Answer
$(x+4)^{2}=12(y-1)$
The latus rectum has endpoints $(-10,4)$ and $(2,4).$
Work Step by Step
1.$\quad $The directrix is horizontal, so the parabola opens up or down.
The focus and the vertex lie on a verticall line, $x=-4.$
The focus is $6$ units above the directrix, so it opens up.

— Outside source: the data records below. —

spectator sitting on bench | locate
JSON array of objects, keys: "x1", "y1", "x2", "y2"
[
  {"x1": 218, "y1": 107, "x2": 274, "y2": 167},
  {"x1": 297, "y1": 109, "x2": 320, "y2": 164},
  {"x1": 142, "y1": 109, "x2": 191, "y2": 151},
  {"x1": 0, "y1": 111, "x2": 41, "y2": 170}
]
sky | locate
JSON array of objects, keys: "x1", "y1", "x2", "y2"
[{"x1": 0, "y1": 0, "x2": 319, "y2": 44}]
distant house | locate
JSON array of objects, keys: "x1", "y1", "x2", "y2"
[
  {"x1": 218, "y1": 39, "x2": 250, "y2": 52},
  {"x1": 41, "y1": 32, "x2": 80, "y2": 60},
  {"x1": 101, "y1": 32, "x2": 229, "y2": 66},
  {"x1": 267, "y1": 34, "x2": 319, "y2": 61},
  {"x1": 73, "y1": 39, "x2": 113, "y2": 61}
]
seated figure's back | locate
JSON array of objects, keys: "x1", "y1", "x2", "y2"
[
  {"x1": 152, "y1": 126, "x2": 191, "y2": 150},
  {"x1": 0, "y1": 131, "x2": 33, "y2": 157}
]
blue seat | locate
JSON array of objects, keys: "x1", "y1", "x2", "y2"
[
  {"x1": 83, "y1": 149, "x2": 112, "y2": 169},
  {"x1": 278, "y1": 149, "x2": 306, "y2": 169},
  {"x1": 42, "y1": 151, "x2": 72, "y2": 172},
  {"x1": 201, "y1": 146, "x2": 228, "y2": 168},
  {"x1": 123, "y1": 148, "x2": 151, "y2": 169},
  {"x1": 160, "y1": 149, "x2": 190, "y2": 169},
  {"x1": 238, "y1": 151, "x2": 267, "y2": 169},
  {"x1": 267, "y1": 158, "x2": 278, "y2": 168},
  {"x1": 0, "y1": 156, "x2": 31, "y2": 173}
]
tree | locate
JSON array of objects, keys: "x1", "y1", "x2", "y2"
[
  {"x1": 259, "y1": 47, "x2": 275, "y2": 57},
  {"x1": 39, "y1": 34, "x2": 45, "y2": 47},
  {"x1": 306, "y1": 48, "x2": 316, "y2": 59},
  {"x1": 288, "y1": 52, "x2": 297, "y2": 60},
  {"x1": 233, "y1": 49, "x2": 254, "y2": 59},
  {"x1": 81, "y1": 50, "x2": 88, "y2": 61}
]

The vertex is halfway between the focus and directrix,
$a=3$ units from either, $(h,k)=(-4,1).$
2.$\quad $ Using table 2:
$\begin{array}{|c|c|c|c|} \hline
{focus}&{directrix}&{equation}& ... opens\\ \hline
{(h,k+a)}&{y=k-a}&{(x-h)^{2}=4a(y-k)}&up\\ \hline \end{array}$
The equation is $(x+4)^{2}=4(3)(y-1)$
that is, $\quad (x+4)^{2}=12(y-1)$
3.$\quad $For the latus rectum (line segment parallel to the directrix, containing the focus),
set $ y=4$
$(x+4)^{2}=12(4-1)$
$(x+4)^{2}=36$
$x+4=\pm 6$
$x=-4\pm 6$
The latus rectum has endpoints $(-10,4)$ and $(2,4).$